Stars: Samuel L Jackson, Kerry Washington, Patrick Wilson, Ron Glass, Jay Hernandez, Justin Chambers

Director: Neil LaBute

Many of us have had the misfortune to meet him before: the neighbour from hell. And there's not much you can do about him - however much he makes your life a misery. The trouble with this well-made and faintly disturbing film, however, is that the balance of the drama is tipped towards Jackson (the best actor with the best part) as a bigoted racist cop.

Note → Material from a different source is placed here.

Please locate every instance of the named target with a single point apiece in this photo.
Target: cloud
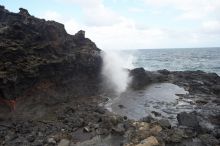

The problems of his new neighbours, a mixed-marriage couple (Washington, Wilson) seem hardly worth worrying about; writers Howard Korder and David Loughery's efforts to make them more interesting are, at best, tentative, and the actors themselves bring little to their roles. Jackson, though, is magnetic as Abel, a near-retirement widower cop (it's a wonder his wife put up with him) with two young children, who takes agin white Wilson and black Washington from the outset. 'You can listen to that rap music all you like,' he tells Wilson in his car. 'But in the morning you'll still be white.'

Things get worse. Security lights from the cop's house shining into the young couple's rooms at night escalate to Jackson chopping down plants that are 'on his property', then to his hiring a goon to trash their house and finally (and somewhat improbably) to a gun-toting showdown. Pity his poor kids. Meanwhile, Washington and Wilson - she stops taking birth pills to get pregnant without discussing it with him - hardly engage our sympathy. Sharply done, but not much fun.

David Quinlan

USA 2008. UK Distributor: Sony (Screen Gems). Technicolor.
106 minutes. Not widescreen. UK certificate: 15.

Guidance ratings (out of 3): Sex/nudity 1, Violence/Horror 1, Drugs 0, Swearing 1.